Старуха разогнулась от вороха тряпок, вытащенных из сундука, обернула к ней пропеченное солнцем лицо:
— Зачем же она на меня напраслину… Теперь за такое…
— Нет, я же ничего. Просто говорила, что раньше ты настойки всякие делала и кровь умела заговаривать.
— То давно было.
— Я, может, Григорьевне скажу, что не пропала икона, а что в пожаре сгорела…
— Теперь травам веры нет… Все ренгены да антиботики эти.
— …Все лучше. Недаром же говорят, что если в огне, значит, Бог взял, а не чужие люди…
— А что ети антиботики? Тоже ведь трава, только заплесневелая.
— Ох, голова что-то кружится…
— Так ты говоришь, ты в заговоры веришь?
— Как же не верить? Я все детство с бабкой в деревне жила. Вот мастерица была заговаривать. За двадцать верст к ней приезжали. И от язвы знала, и от лишая, и от грыжи, и плод могла вытравить, и сердце приворожить.
— Вспомнить, что ли, старое…
— Поспеши, Борисовна, вспомни. А то видишь — пропадаю.
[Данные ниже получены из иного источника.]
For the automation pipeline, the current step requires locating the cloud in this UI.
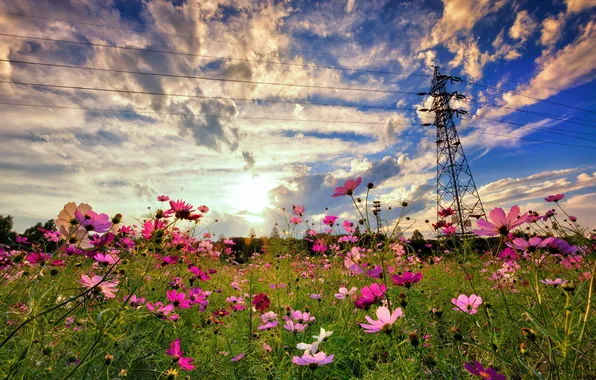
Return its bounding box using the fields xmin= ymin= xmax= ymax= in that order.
xmin=242 ymin=150 xmax=255 ymax=170
xmin=509 ymin=10 xmax=538 ymax=41
xmin=565 ymin=0 xmax=596 ymax=13
xmin=540 ymin=12 xmax=567 ymax=46
xmin=421 ymin=0 xmax=508 ymax=50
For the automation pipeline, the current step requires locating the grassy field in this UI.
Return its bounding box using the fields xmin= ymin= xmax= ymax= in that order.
xmin=0 ymin=194 xmax=596 ymax=379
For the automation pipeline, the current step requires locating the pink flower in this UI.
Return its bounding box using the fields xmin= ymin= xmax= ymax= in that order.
xmin=354 ymin=283 xmax=387 ymax=310
xmin=75 ymin=210 xmax=112 ymax=233
xmin=166 ymin=338 xmax=195 ymax=371
xmin=93 ymin=253 xmax=117 ymax=265
xmin=166 ymin=289 xmax=191 ymax=309
xmin=360 ymin=306 xmax=404 ymax=334
xmin=464 ymin=360 xmax=507 ymax=380
xmin=170 ymin=199 xmax=194 ymax=219
xmin=332 ymin=177 xmax=362 ymax=198
xmin=451 ymin=294 xmax=482 ymax=314
xmin=292 ymin=351 xmax=333 ymax=368
xmin=474 ymin=206 xmax=528 ymax=236
xmin=80 ymin=274 xmax=118 ymax=298
xmin=141 ymin=219 xmax=166 ymax=240
xmin=323 ymin=215 xmax=338 ymax=227
xmin=540 ymin=278 xmax=567 ymax=286
xmin=544 ymin=194 xmax=565 ymax=203
xmin=335 ymin=286 xmax=358 ymax=300
xmin=391 ymin=272 xmax=422 ymax=289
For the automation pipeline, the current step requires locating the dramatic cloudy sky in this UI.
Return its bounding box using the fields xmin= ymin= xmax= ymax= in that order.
xmin=0 ymin=0 xmax=596 ymax=235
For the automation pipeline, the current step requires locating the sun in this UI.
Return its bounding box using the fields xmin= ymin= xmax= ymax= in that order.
xmin=228 ymin=174 xmax=273 ymax=214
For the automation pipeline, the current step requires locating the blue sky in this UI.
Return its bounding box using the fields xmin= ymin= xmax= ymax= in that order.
xmin=0 ymin=0 xmax=596 ymax=235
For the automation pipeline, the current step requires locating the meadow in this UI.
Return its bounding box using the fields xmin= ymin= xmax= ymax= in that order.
xmin=0 ymin=179 xmax=596 ymax=379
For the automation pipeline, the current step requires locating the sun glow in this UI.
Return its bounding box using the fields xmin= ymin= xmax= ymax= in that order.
xmin=228 ymin=175 xmax=274 ymax=214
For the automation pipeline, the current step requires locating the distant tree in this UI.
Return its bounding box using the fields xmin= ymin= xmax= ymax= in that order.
xmin=0 ymin=215 xmax=17 ymax=244
xmin=269 ymin=226 xmax=279 ymax=239
xmin=410 ymin=230 xmax=424 ymax=241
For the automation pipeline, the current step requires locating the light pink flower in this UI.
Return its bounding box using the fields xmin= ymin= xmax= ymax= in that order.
xmin=474 ymin=206 xmax=528 ymax=236
xmin=451 ymin=294 xmax=482 ymax=314
xmin=80 ymin=274 xmax=118 ymax=298
xmin=360 ymin=306 xmax=404 ymax=334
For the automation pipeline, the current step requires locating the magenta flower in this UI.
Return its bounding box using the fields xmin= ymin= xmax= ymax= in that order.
xmin=464 ymin=360 xmax=507 ymax=380
xmin=360 ymin=306 xmax=404 ymax=334
xmin=166 ymin=338 xmax=195 ymax=371
xmin=391 ymin=272 xmax=422 ymax=289
xmin=166 ymin=289 xmax=191 ymax=309
xmin=170 ymin=199 xmax=194 ymax=219
xmin=354 ymin=283 xmax=387 ymax=310
xmin=540 ymin=278 xmax=567 ymax=286
xmin=323 ymin=215 xmax=338 ymax=227
xmin=75 ymin=210 xmax=112 ymax=233
xmin=451 ymin=294 xmax=482 ymax=314
xmin=474 ymin=206 xmax=528 ymax=236
xmin=290 ymin=216 xmax=302 ymax=225
xmin=332 ymin=177 xmax=362 ymax=198
xmin=292 ymin=351 xmax=333 ymax=368
xmin=80 ymin=274 xmax=118 ymax=298
xmin=544 ymin=194 xmax=565 ymax=203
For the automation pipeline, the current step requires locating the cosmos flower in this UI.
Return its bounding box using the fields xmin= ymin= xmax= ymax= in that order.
xmin=464 ymin=360 xmax=507 ymax=380
xmin=166 ymin=289 xmax=192 ymax=309
xmin=391 ymin=272 xmax=422 ymax=289
xmin=354 ymin=283 xmax=387 ymax=310
xmin=292 ymin=351 xmax=333 ymax=368
xmin=80 ymin=274 xmax=118 ymax=298
xmin=335 ymin=286 xmax=358 ymax=300
xmin=166 ymin=338 xmax=195 ymax=371
xmin=332 ymin=177 xmax=362 ymax=198
xmin=75 ymin=210 xmax=112 ymax=234
xmin=360 ymin=306 xmax=404 ymax=334
xmin=56 ymin=202 xmax=91 ymax=233
xmin=540 ymin=278 xmax=567 ymax=286
xmin=474 ymin=206 xmax=528 ymax=236
xmin=323 ymin=215 xmax=338 ymax=227
xmin=252 ymin=293 xmax=271 ymax=312
xmin=451 ymin=294 xmax=482 ymax=314
xmin=544 ymin=194 xmax=565 ymax=203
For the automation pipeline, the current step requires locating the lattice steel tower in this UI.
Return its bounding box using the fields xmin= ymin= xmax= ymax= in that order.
xmin=428 ymin=66 xmax=485 ymax=235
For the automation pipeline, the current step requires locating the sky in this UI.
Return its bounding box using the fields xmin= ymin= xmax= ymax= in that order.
xmin=0 ymin=0 xmax=596 ymax=236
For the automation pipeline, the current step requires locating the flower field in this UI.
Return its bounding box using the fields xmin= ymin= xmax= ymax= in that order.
xmin=0 ymin=179 xmax=596 ymax=379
— Но ты уж меня не выдавай потом, Игнатьевна.
— Да Господь с тобой — кому же я выдам?
— Ладно… Ты устрой пока ногу, а я помолюсь, чтобы Господь силу дал. Может, и снизойдет Милостивец, ниспошлет мне, грешной…
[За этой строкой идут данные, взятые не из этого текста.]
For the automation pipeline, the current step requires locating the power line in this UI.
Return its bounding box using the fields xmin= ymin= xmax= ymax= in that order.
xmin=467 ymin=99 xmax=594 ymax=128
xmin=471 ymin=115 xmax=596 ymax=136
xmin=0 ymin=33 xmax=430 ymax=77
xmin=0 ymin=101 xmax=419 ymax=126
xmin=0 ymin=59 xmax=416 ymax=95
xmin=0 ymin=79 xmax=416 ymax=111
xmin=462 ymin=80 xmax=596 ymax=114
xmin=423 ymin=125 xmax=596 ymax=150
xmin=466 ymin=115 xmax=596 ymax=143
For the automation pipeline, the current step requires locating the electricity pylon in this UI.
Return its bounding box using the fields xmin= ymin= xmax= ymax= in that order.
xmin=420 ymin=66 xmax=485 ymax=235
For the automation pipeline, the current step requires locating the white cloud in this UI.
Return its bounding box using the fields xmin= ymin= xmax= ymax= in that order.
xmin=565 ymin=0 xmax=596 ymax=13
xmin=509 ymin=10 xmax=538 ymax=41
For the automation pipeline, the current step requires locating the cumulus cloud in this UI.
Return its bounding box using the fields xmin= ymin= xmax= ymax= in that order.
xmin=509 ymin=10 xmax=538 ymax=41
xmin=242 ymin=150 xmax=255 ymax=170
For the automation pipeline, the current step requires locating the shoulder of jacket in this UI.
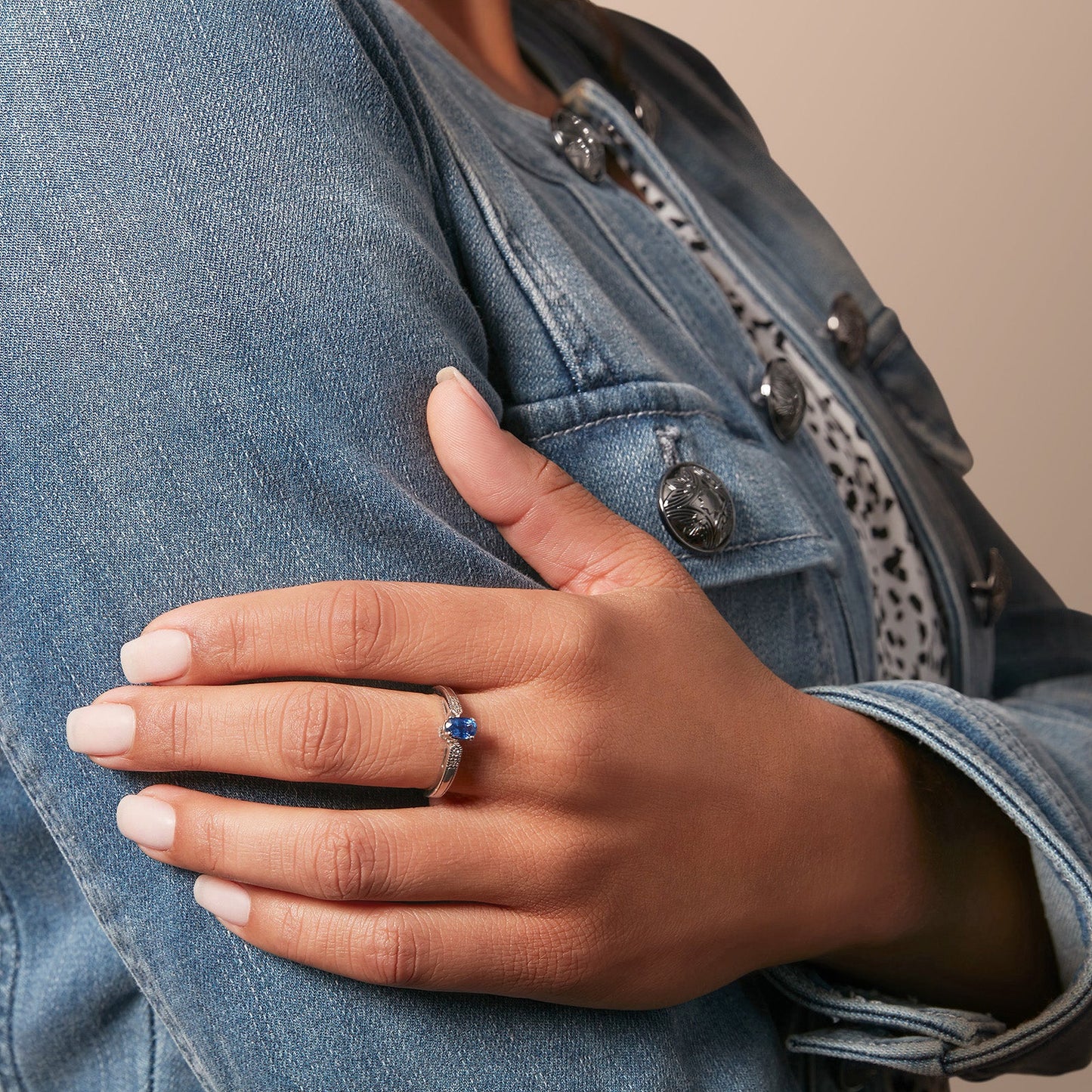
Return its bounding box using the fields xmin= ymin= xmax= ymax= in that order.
xmin=604 ymin=9 xmax=766 ymax=150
Старуха протерла низко висевшую икону полотенцем, потом попятилась назад, встала на колени. Не отрывая взгляда от ее склоненной спины, женщина вытянула на лавке пораненную ногу, подсунула под нее сумку, осторожно открыла молнию, засунула внутрь руку. Щелчок включенного магнитофона показался ей неожиданно громким.
Но нет — старуха не услышала. Осторожно, словно боясь растерять молитвенную сосредоточенность, размеренно крестясь, она перешла, так же пятясь, к лавке, снова опустилась на колени. Слова молитвы начали перемежаться то ли с причитаниями, то ли со всхлипываниями, потом стали распадаться на отдельные слоги, утрачивать связь, сплетаться в негромкий напев, в котором было что-то и от колыбельной, и от частушки, и от марша, с настойчивым, но неуловимо меняющимся ритмом. Морщинистые, с неровно обломанными, потемневшими ногтями пальцы нависали над раной, то приближаясь, то удаляясь, то касаясь кожи по сторонам.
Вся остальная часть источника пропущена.